234. How About "Compassionate Cruelty" as a Foreign Policy?


      There comes a time in every parent's education when he or she hears a voice that says, "Pain is a better teacher than you are."  You lecture and demonstrate and harangue and then whacko, zero winds hit the child on the way home from school and the next time he puts on his jacket.

And apparently there comes a time in every advanced nation's education when it hears the same thing.  According to Schmuel Rosner (NYT, 12-27-13) Israel is discovering that its children, the Ultra-Orthodox men who choose not to work or join the army (they stay home and study the Torah while their wives work), might learn to make a better choice if they suffered more.  If, says the government reducing benefits, they prefer "their traditions over participating in the modern Israeli economy," let them freeze.  Rosner calls this policy "compassionate cruelty."  Like Daniel Moynihan's "benign neglect," a 1969 policy to get blacks to rely less on the government and more on themselves, it trusts pain to do the teaching.

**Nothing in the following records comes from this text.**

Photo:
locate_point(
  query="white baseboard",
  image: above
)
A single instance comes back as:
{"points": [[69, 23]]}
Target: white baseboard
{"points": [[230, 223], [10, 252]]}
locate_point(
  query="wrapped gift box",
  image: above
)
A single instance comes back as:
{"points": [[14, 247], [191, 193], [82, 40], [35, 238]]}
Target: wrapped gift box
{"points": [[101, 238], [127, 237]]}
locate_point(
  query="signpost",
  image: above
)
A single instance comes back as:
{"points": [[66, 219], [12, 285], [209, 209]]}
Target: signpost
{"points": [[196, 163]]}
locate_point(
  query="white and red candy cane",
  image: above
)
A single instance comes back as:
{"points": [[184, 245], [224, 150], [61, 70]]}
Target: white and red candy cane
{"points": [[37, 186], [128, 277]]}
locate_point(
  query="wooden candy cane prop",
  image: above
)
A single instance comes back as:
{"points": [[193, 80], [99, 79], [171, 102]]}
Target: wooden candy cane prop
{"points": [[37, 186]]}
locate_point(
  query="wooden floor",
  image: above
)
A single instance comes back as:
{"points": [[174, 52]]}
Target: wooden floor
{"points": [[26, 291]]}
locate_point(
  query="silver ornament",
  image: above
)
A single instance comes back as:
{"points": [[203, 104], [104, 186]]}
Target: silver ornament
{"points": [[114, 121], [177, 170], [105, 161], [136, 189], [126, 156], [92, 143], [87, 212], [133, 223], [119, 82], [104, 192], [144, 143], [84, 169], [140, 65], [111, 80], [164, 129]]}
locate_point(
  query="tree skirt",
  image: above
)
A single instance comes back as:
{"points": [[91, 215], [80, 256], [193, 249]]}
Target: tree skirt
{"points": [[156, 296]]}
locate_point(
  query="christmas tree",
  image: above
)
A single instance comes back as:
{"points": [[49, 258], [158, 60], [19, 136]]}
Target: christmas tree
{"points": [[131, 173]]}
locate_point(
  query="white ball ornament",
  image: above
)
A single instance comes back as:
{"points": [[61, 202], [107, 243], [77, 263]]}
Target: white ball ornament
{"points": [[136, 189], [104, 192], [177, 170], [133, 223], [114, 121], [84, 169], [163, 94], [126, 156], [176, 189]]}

The hitch in this approach, as every parent knows, is that you have to watch the pain.  It's not easy seeing a child come in blue, or, if he's of the Haredim, walk around in rags.

Nevertheless, I find myself wondering if the papa of the advanced nations, the United States, might not try this approach with the backward nations of the world.  "Do you prefer loyalty to family, or clan, or tribe over loyalty to nation?  Ancient custom to codified law?  Ruler's wishes to rational organization?  Education in Scripture to education in science?  Patriarchal security over education of women?  Assurance of wives' fidelity over their health and pleasure?  Land-holding over commerce?  Faith over reason?  Very well, continue.  We'll watch you freeze."

What lets you call this compassionate or benign is that you trust the ability of the backward people to watch also, and learn. (Only the extremely soft-hearted, the "soft bigots of low expectations," don't trust them.)  "Over there are nations prospering through commerce, and commitment to law, and education in science, and the freedom of women.  Over there are nations losing less to corruption because their office-holders put loyalty to nation over loyalty to family.  Over there are people who are strong militarily because they organize themselves rationally."  They'll get the point.  Pretty soon you will see them going out the door with their jackets on.  Pain was a good teacher.

You'd have a devil of a time pushing through such a policy but maybe some cunning and imaginative president of some commercial and military super power (that's what it would take) could do it.  Or could at least get it started.